I’ve been thinking a lot about time lately. It’s pretty inevitable when you’re given a diagnosis that makes you feel like a ticking time bomb. According to the American Liver Foundation’s website: “PSC advances very slowly. Many patients may have the disease for years before symptoms develop. Symptoms may remain at a stable level, they may come and go, or they may progress gradually. Liver failure may occur 10-15 years after diagnosis, but this may take even longer for some PSC patients. Many people with PSC will ultimately need a liver transplant, typically about 10 years after being diagnosed with the disease. PSC may also lead to bile duct cancer” (Assis, 2017)
So. Let me break that down. I have a disease where approximately 10-15 years from now I may need a new liver. Or maybe not. Maybe that won’t happen for far longer than 15 years, maybe (hopefully), it will never occur. Or, it may be less than 10 years. Time, in that moment of diagnosis, and to some extent still, feels like some type of experiment. To what degree of decay is my liver, or more notably bile ducts, and what will that “inevitable” future look like? I hear liver transplants are not exactly simple. So here are my stats, for times in which I need to monitor this bad boy:
- Every three months: Blood tests (LFTs-liver function tests)
- Every six months: MRCP (fancy way to say an MRI of my liver)
- Every twelve months: Colonoscopy/Endoscopy (to check for cancer)
Theoretically, all three are to check for cancer, but only the last involves biopsies, which is really the tried and true way to really get that info. Also, the fun part about having Crohn’s disease already is that the combination of this and PSC really ups the Colon Cancer risk (Wang & Leong, 2013); PSC alone ups the risk of bile duct, liver, gall bladder, and pancreatic cancers (Ponsioen, 2013).
Right now, I’m not thinking about cancer (I’ll likely write a post on that topic in the future). I am, however, thinking about time.

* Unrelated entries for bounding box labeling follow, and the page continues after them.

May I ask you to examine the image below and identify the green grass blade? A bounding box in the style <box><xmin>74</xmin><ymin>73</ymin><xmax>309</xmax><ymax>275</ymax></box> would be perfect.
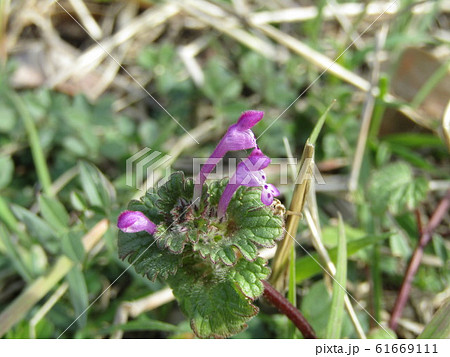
<box><xmin>418</xmin><ymin>299</ymin><xmax>450</xmax><ymax>339</ymax></box>
<box><xmin>8</xmin><ymin>93</ymin><xmax>53</xmax><ymax>196</ymax></box>
<box><xmin>296</xmin><ymin>233</ymin><xmax>392</xmax><ymax>284</ymax></box>
<box><xmin>288</xmin><ymin>245</ymin><xmax>297</xmax><ymax>338</ymax></box>
<box><xmin>326</xmin><ymin>214</ymin><xmax>347</xmax><ymax>338</ymax></box>
<box><xmin>309</xmin><ymin>99</ymin><xmax>336</xmax><ymax>145</ymax></box>
<box><xmin>0</xmin><ymin>225</ymin><xmax>33</xmax><ymax>281</ymax></box>
<box><xmin>66</xmin><ymin>265</ymin><xmax>89</xmax><ymax>328</ymax></box>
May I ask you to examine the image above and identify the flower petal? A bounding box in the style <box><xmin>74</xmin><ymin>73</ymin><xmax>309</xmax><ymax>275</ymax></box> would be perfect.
<box><xmin>261</xmin><ymin>188</ymin><xmax>273</xmax><ymax>206</ymax></box>
<box><xmin>236</xmin><ymin>110</ymin><xmax>264</xmax><ymax>130</ymax></box>
<box><xmin>267</xmin><ymin>183</ymin><xmax>280</xmax><ymax>197</ymax></box>
<box><xmin>117</xmin><ymin>211</ymin><xmax>156</xmax><ymax>234</ymax></box>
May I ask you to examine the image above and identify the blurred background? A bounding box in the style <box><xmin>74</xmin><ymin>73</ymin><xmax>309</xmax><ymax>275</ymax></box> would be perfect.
<box><xmin>0</xmin><ymin>0</ymin><xmax>450</xmax><ymax>338</ymax></box>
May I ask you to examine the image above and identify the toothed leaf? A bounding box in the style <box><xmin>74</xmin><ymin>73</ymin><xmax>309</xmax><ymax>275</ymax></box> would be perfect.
<box><xmin>168</xmin><ymin>267</ymin><xmax>258</xmax><ymax>338</ymax></box>
<box><xmin>230</xmin><ymin>258</ymin><xmax>270</xmax><ymax>299</ymax></box>
<box><xmin>369</xmin><ymin>162</ymin><xmax>428</xmax><ymax>214</ymax></box>
<box><xmin>119</xmin><ymin>232</ymin><xmax>181</xmax><ymax>281</ymax></box>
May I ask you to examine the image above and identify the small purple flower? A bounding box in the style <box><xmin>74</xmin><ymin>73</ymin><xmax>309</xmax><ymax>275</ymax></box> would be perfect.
<box><xmin>218</xmin><ymin>148</ymin><xmax>280</xmax><ymax>217</ymax></box>
<box><xmin>117</xmin><ymin>211</ymin><xmax>156</xmax><ymax>234</ymax></box>
<box><xmin>194</xmin><ymin>110</ymin><xmax>264</xmax><ymax>200</ymax></box>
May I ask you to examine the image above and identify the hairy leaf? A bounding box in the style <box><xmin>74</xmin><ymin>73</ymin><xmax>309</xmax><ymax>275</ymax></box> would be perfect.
<box><xmin>369</xmin><ymin>162</ymin><xmax>428</xmax><ymax>214</ymax></box>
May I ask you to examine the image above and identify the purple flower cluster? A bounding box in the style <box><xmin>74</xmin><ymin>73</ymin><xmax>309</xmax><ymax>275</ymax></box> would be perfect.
<box><xmin>117</xmin><ymin>110</ymin><xmax>280</xmax><ymax>234</ymax></box>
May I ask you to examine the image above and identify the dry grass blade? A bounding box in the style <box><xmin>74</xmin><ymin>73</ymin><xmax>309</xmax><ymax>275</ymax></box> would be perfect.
<box><xmin>349</xmin><ymin>24</ymin><xmax>388</xmax><ymax>192</ymax></box>
<box><xmin>0</xmin><ymin>219</ymin><xmax>109</xmax><ymax>337</ymax></box>
<box><xmin>270</xmin><ymin>143</ymin><xmax>314</xmax><ymax>290</ymax></box>
<box><xmin>326</xmin><ymin>212</ymin><xmax>347</xmax><ymax>338</ymax></box>
<box><xmin>174</xmin><ymin>0</ymin><xmax>282</xmax><ymax>61</ymax></box>
<box><xmin>69</xmin><ymin>0</ymin><xmax>102</xmax><ymax>40</ymax></box>
<box><xmin>111</xmin><ymin>288</ymin><xmax>175</xmax><ymax>338</ymax></box>
<box><xmin>49</xmin><ymin>4</ymin><xmax>179</xmax><ymax>87</ymax></box>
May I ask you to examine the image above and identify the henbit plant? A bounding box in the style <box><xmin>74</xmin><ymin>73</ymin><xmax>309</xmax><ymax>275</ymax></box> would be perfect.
<box><xmin>118</xmin><ymin>111</ymin><xmax>296</xmax><ymax>338</ymax></box>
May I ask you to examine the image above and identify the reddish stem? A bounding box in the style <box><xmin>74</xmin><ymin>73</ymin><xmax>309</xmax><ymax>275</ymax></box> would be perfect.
<box><xmin>263</xmin><ymin>280</ymin><xmax>317</xmax><ymax>338</ymax></box>
<box><xmin>389</xmin><ymin>190</ymin><xmax>450</xmax><ymax>330</ymax></box>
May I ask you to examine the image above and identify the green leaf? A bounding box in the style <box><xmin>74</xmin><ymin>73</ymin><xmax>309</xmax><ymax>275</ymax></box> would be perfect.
<box><xmin>67</xmin><ymin>266</ymin><xmax>89</xmax><ymax>328</ymax></box>
<box><xmin>168</xmin><ymin>265</ymin><xmax>258</xmax><ymax>338</ymax></box>
<box><xmin>296</xmin><ymin>233</ymin><xmax>391</xmax><ymax>284</ymax></box>
<box><xmin>300</xmin><ymin>279</ymin><xmax>354</xmax><ymax>338</ymax></box>
<box><xmin>119</xmin><ymin>231</ymin><xmax>181</xmax><ymax>281</ymax></box>
<box><xmin>101</xmin><ymin>315</ymin><xmax>179</xmax><ymax>334</ymax></box>
<box><xmin>119</xmin><ymin>173</ymin><xmax>283</xmax><ymax>338</ymax></box>
<box><xmin>61</xmin><ymin>231</ymin><xmax>86</xmax><ymax>263</ymax></box>
<box><xmin>229</xmin><ymin>257</ymin><xmax>270</xmax><ymax>299</ymax></box>
<box><xmin>418</xmin><ymin>299</ymin><xmax>450</xmax><ymax>339</ymax></box>
<box><xmin>0</xmin><ymin>224</ymin><xmax>34</xmax><ymax>281</ymax></box>
<box><xmin>368</xmin><ymin>162</ymin><xmax>428</xmax><ymax>214</ymax></box>
<box><xmin>326</xmin><ymin>214</ymin><xmax>347</xmax><ymax>339</ymax></box>
<box><xmin>39</xmin><ymin>195</ymin><xmax>69</xmax><ymax>232</ymax></box>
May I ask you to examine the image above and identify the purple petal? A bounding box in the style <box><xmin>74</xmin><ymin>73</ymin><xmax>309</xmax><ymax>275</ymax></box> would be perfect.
<box><xmin>236</xmin><ymin>110</ymin><xmax>264</xmax><ymax>130</ymax></box>
<box><xmin>193</xmin><ymin>110</ymin><xmax>264</xmax><ymax>200</ymax></box>
<box><xmin>117</xmin><ymin>211</ymin><xmax>156</xmax><ymax>234</ymax></box>
<box><xmin>261</xmin><ymin>189</ymin><xmax>273</xmax><ymax>206</ymax></box>
<box><xmin>244</xmin><ymin>148</ymin><xmax>270</xmax><ymax>171</ymax></box>
<box><xmin>219</xmin><ymin>124</ymin><xmax>256</xmax><ymax>152</ymax></box>
<box><xmin>267</xmin><ymin>183</ymin><xmax>280</xmax><ymax>197</ymax></box>
<box><xmin>237</xmin><ymin>165</ymin><xmax>266</xmax><ymax>187</ymax></box>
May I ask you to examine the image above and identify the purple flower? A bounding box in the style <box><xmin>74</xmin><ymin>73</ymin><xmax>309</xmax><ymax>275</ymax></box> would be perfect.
<box><xmin>218</xmin><ymin>148</ymin><xmax>280</xmax><ymax>217</ymax></box>
<box><xmin>194</xmin><ymin>110</ymin><xmax>264</xmax><ymax>200</ymax></box>
<box><xmin>117</xmin><ymin>211</ymin><xmax>156</xmax><ymax>234</ymax></box>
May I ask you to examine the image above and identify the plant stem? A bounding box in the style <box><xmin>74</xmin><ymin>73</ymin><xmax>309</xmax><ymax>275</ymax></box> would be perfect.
<box><xmin>263</xmin><ymin>280</ymin><xmax>317</xmax><ymax>338</ymax></box>
<box><xmin>389</xmin><ymin>190</ymin><xmax>450</xmax><ymax>330</ymax></box>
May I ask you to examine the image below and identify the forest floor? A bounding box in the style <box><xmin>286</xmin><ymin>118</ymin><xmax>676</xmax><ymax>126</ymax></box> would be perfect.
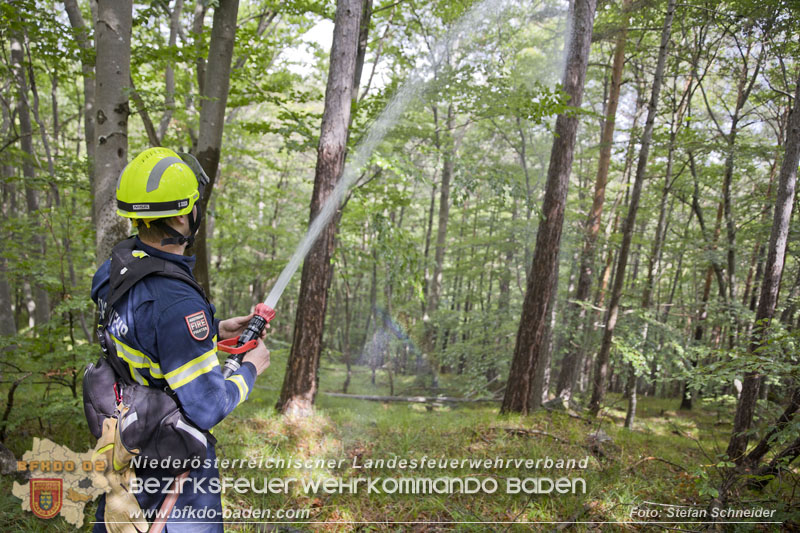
<box><xmin>0</xmin><ymin>350</ymin><xmax>800</xmax><ymax>532</ymax></box>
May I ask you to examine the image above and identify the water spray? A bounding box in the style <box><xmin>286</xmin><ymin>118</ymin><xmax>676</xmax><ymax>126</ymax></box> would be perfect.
<box><xmin>217</xmin><ymin>0</ymin><xmax>544</xmax><ymax>378</ymax></box>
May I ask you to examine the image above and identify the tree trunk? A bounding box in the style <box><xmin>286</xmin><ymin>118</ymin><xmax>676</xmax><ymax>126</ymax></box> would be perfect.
<box><xmin>276</xmin><ymin>0</ymin><xmax>362</xmax><ymax>416</ymax></box>
<box><xmin>64</xmin><ymin>0</ymin><xmax>95</xmax><ymax>193</ymax></box>
<box><xmin>728</xmin><ymin>69</ymin><xmax>800</xmax><ymax>464</ymax></box>
<box><xmin>193</xmin><ymin>0</ymin><xmax>239</xmax><ymax>294</ymax></box>
<box><xmin>423</xmin><ymin>104</ymin><xmax>455</xmax><ymax>387</ymax></box>
<box><xmin>93</xmin><ymin>0</ymin><xmax>133</xmax><ymax>264</ymax></box>
<box><xmin>501</xmin><ymin>0</ymin><xmax>596</xmax><ymax>414</ymax></box>
<box><xmin>589</xmin><ymin>0</ymin><xmax>676</xmax><ymax>415</ymax></box>
<box><xmin>556</xmin><ymin>0</ymin><xmax>630</xmax><ymax>402</ymax></box>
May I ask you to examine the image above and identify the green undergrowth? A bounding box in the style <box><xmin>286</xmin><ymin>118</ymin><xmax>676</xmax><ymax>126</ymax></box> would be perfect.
<box><xmin>0</xmin><ymin>350</ymin><xmax>798</xmax><ymax>531</ymax></box>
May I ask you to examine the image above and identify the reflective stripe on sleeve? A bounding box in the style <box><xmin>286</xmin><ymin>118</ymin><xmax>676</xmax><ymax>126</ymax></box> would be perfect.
<box><xmin>164</xmin><ymin>336</ymin><xmax>219</xmax><ymax>390</ymax></box>
<box><xmin>228</xmin><ymin>374</ymin><xmax>250</xmax><ymax>405</ymax></box>
<box><xmin>111</xmin><ymin>335</ymin><xmax>164</xmax><ymax>378</ymax></box>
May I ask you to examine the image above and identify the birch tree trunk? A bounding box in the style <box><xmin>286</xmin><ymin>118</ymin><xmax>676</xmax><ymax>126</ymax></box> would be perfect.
<box><xmin>728</xmin><ymin>69</ymin><xmax>800</xmax><ymax>464</ymax></box>
<box><xmin>589</xmin><ymin>0</ymin><xmax>676</xmax><ymax>415</ymax></box>
<box><xmin>501</xmin><ymin>0</ymin><xmax>597</xmax><ymax>414</ymax></box>
<box><xmin>11</xmin><ymin>35</ymin><xmax>50</xmax><ymax>326</ymax></box>
<box><xmin>93</xmin><ymin>0</ymin><xmax>133</xmax><ymax>264</ymax></box>
<box><xmin>276</xmin><ymin>0</ymin><xmax>362</xmax><ymax>416</ymax></box>
<box><xmin>64</xmin><ymin>0</ymin><xmax>95</xmax><ymax>191</ymax></box>
<box><xmin>556</xmin><ymin>0</ymin><xmax>630</xmax><ymax>403</ymax></box>
<box><xmin>193</xmin><ymin>0</ymin><xmax>239</xmax><ymax>294</ymax></box>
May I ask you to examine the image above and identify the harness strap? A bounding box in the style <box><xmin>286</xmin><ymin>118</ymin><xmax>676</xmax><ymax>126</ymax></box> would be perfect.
<box><xmin>97</xmin><ymin>237</ymin><xmax>208</xmax><ymax>390</ymax></box>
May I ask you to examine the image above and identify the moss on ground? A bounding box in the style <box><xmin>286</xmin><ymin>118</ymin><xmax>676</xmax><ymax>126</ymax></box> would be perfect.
<box><xmin>0</xmin><ymin>351</ymin><xmax>800</xmax><ymax>531</ymax></box>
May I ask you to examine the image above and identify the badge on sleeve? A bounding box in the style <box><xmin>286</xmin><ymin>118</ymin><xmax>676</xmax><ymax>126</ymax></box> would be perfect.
<box><xmin>184</xmin><ymin>311</ymin><xmax>209</xmax><ymax>341</ymax></box>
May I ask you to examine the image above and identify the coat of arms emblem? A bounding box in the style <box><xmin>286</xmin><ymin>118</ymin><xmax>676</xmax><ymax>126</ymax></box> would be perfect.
<box><xmin>30</xmin><ymin>479</ymin><xmax>63</xmax><ymax>518</ymax></box>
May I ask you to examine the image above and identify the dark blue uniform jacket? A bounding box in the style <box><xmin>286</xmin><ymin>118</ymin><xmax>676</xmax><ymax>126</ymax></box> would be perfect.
<box><xmin>92</xmin><ymin>238</ymin><xmax>256</xmax><ymax>533</ymax></box>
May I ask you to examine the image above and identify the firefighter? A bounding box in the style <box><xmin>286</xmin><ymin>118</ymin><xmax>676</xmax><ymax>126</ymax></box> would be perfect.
<box><xmin>92</xmin><ymin>148</ymin><xmax>269</xmax><ymax>532</ymax></box>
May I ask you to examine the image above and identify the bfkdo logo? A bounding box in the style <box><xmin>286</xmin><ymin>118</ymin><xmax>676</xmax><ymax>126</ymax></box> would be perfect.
<box><xmin>30</xmin><ymin>479</ymin><xmax>64</xmax><ymax>518</ymax></box>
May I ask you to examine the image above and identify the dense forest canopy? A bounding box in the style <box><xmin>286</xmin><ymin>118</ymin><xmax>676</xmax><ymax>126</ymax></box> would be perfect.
<box><xmin>0</xmin><ymin>0</ymin><xmax>800</xmax><ymax>524</ymax></box>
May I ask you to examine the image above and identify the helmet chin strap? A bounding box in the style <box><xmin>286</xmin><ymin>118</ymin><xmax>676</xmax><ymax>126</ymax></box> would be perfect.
<box><xmin>151</xmin><ymin>208</ymin><xmax>203</xmax><ymax>248</ymax></box>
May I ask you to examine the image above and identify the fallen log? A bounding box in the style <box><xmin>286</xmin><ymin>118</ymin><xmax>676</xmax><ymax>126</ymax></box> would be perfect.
<box><xmin>320</xmin><ymin>391</ymin><xmax>500</xmax><ymax>403</ymax></box>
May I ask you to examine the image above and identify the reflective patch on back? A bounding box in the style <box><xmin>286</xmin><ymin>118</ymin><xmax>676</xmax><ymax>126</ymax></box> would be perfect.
<box><xmin>184</xmin><ymin>311</ymin><xmax>211</xmax><ymax>341</ymax></box>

I have zero control over what will occur with time. Like I tell my patients, We don’t have a crystal ball. We don’t have time machines. What we do have is now. And now matters. So much. For what we do now, undeniably resonates with our future. My decision to stop alcohol use and limit Tylenol is small, but meaningful. My keeping up with screening, will be helpful. I will also allow myself to rest when I need to, because that rest may help me do more tomorrow. I can sit and ponder what time I have left until this liver fails, or I can enjoy the liver and life I have now, and appreciate all the great things I may take for granted. That’s really the key thing. Not taking things for granted.
We only have so much time. Why not make the most of it?
David, Assis (2017). Primary Sclerosing Cholangitis (PSC) https://www.liverfoundation.org/Ponsioen, C. (2013). Diagnosis, Prognosis, and Management of Primary Sclerosing Cholangitis. Gastroenterology & Hepatology, 9(7), 453–465.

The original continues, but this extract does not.